= Rolv Enge =

Norwegian resistance member and architect

Rolv Øistein Enge (29 June 1921 – 5 April 2014) was a Norwegian resistance member and architect.

==World War II==
During the occupation of Norway by Nazi Germany, he became involved in Milorg. He formed a group called Barlindgjengen (the "Yew Gang"), originally consisting of men from Jar in Bærum. In May 1944 the gang was summoned for sabotage training under the leadership of Per Røed; the camp was in Bærumsmarka. The gang became incorporated into District 13's sabotage squad Aks 13000, where Enge came to serve as one of several team leaders. In the first sabotage mission where Enge participated, however, Per Røed was the team leader. The mission took place on 31 August 1944, and consisted of blowing up 3,000 litres of gasoline stored at Bygdøy's primary school. This was the first ever mission of Aks 13000.

In addition to Røed and Enge, the participants were Kjell Werenskiold, Kjell Moursund and Kåre Thoresen. They brought 8 kg of plastic explosives, but three of the five were to serve as guards, scattered along the route the saboteurs took to Bygdøy School. Enge was the guard stationed closest to the gasoline tanks, whereas Røed and Thoresen placed the explosives. When they retreated, they had 25 minutes before detonation. It turned out that the intelligence was slightly wrong in that 3,000 litres were stored here; this had in fact been increased to 6,000.

Enge also participated in the failed mission against gasoline tanks at Vestheim School on 14 September 1944. No sabotage damage was dealt, and Aks 13000 nearly lost one saboteur—the first injury sustained during the squad's short history—but the injured saboteur, Reidar Smith, was treated by physician Per Giertsen. Enge and Røed later returned, hurled six one-kilo loads of plastic over the fence at Vestheim School and managed to blow up seventeen tanks of gasoline.

In October 1944, Aks 13000 prepared for a mission towards a gasoline depot in Hakadal. Explosives were airdropped, and Enge and Røed brought the gear to Jar. On 13 October, a team of saboteurs travelled by train from Oslo Østbanestasjon, divided in three groups. Enge travelled together with Torgils Oldgard; the second group was Røed and Werenskiold; the third group was Smith, Moursund and Ragnar Sune. The three groups left the train at Hakadal Station, went into the forest and met there. The target depot was located at a side track north of Elnes Station. Enge had to guard a team of seven timbermen who worked in the area, so he did not participate in the actual placing of the explosives. At 21:24, the sabotage team left the area, and between 21:25 and 22:30, all the designated targets, 86 tank railcars, exploded.

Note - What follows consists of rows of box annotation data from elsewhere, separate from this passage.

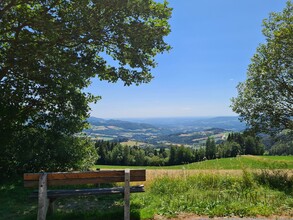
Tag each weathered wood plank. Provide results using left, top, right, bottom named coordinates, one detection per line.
left=24, top=170, right=146, bottom=187
left=37, top=173, right=49, bottom=220
left=24, top=176, right=145, bottom=187
left=31, top=185, right=144, bottom=200
left=124, top=169, right=130, bottom=220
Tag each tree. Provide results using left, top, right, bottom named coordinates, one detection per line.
left=206, top=137, right=216, bottom=160
left=232, top=1, right=293, bottom=132
left=0, top=0, right=171, bottom=175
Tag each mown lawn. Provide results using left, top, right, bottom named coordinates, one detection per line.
left=0, top=156, right=293, bottom=220
left=0, top=170, right=293, bottom=220
left=95, top=156, right=293, bottom=170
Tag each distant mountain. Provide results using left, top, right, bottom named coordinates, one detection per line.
left=87, top=117, right=156, bottom=130
left=122, top=116, right=246, bottom=131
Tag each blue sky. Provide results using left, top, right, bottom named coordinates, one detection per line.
left=89, top=0, right=286, bottom=118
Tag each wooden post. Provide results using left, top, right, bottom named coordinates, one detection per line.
left=48, top=199, right=56, bottom=215
left=38, top=173, right=49, bottom=220
left=124, top=169, right=130, bottom=220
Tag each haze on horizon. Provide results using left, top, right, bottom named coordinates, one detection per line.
left=88, top=0, right=286, bottom=118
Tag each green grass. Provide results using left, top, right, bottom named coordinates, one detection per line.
left=0, top=170, right=293, bottom=220
left=132, top=172, right=293, bottom=218
left=95, top=156, right=293, bottom=170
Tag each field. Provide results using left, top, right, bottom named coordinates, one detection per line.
left=0, top=156, right=293, bottom=220
left=95, top=156, right=293, bottom=170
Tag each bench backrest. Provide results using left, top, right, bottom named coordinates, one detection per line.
left=23, top=170, right=146, bottom=187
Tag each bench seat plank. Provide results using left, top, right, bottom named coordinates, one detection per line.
left=31, top=185, right=144, bottom=199
left=24, top=170, right=146, bottom=187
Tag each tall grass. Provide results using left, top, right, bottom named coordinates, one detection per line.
left=132, top=171, right=293, bottom=218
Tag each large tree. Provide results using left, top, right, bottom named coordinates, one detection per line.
left=232, top=1, right=293, bottom=132
left=0, top=0, right=171, bottom=175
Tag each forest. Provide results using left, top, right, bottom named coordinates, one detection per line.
left=95, top=133, right=264, bottom=166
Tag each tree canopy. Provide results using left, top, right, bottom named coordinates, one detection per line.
left=0, top=0, right=172, bottom=175
left=232, top=1, right=293, bottom=132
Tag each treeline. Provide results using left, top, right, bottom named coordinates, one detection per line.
left=95, top=133, right=264, bottom=166
left=95, top=140, right=169, bottom=166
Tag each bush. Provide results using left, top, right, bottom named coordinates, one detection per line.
left=0, top=129, right=97, bottom=176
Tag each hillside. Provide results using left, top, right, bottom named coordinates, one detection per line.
left=84, top=117, right=243, bottom=146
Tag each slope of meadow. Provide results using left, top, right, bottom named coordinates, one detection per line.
left=0, top=156, right=293, bottom=220
left=95, top=156, right=293, bottom=170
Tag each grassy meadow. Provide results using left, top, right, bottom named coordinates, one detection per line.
left=95, top=156, right=293, bottom=170
left=0, top=156, right=293, bottom=220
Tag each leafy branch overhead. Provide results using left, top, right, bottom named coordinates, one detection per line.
left=0, top=0, right=172, bottom=175
left=0, top=0, right=171, bottom=132
left=232, top=1, right=293, bottom=132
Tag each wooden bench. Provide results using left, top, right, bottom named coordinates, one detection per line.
left=24, top=170, right=146, bottom=220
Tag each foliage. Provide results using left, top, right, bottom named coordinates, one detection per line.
left=206, top=137, right=216, bottom=160
left=232, top=1, right=293, bottom=132
left=96, top=133, right=264, bottom=166
left=95, top=141, right=168, bottom=166
left=0, top=129, right=97, bottom=175
left=218, top=132, right=264, bottom=157
left=0, top=0, right=171, bottom=175
left=269, top=130, right=293, bottom=155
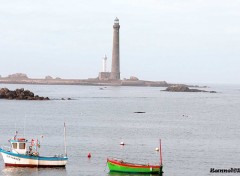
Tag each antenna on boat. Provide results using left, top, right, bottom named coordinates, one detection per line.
left=159, top=139, right=163, bottom=176
left=159, top=139, right=162, bottom=166
left=64, top=122, right=67, bottom=156
left=23, top=114, right=26, bottom=138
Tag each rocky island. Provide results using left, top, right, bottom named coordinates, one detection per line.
left=0, top=88, right=49, bottom=100
left=163, top=85, right=217, bottom=93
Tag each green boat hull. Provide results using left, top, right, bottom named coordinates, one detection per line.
left=108, top=162, right=162, bottom=173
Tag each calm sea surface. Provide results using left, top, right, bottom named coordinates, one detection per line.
left=0, top=84, right=240, bottom=176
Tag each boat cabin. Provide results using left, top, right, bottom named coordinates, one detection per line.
left=10, top=138, right=27, bottom=154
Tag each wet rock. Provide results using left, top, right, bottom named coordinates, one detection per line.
left=0, top=88, right=49, bottom=100
left=164, top=85, right=217, bottom=93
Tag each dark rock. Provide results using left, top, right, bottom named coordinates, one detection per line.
left=165, top=84, right=216, bottom=93
left=0, top=88, right=49, bottom=100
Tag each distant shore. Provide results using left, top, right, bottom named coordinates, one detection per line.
left=0, top=78, right=170, bottom=87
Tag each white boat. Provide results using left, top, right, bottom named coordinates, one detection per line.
left=0, top=127, right=68, bottom=167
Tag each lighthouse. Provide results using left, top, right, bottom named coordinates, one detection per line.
left=110, top=18, right=120, bottom=80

He was decorated with the Defence Medal 1940–1945 and the St. Olav's Medal with Two Oak Branches.

==Post-war life==
Enge, who had taken the examen artium in 1942 before joining the resistance movement, took higher education in the United States after the war. He did so on a scholarship from Leif Tronstad's heritage fund. He took the bachelor of architecture degree at the University of Pennsylvania and the master of architecture degree at the University of Southern California. He was a member of the fraternities Tau Sigma Delta and Alpha Rho Chi. After taking his education he worked at Pennsylvania State University as assisting professor for some time, and also worked in various architect's offices in the US and Norway. In 1968 he was hired in the Norwegian Defence Estates Agency, and he retired in 1988. From 1974 to 1976 he worked in Zambia for Norconsult.

He has resided at Jar in his later life, but later moved to Hosle. He died in April 2014.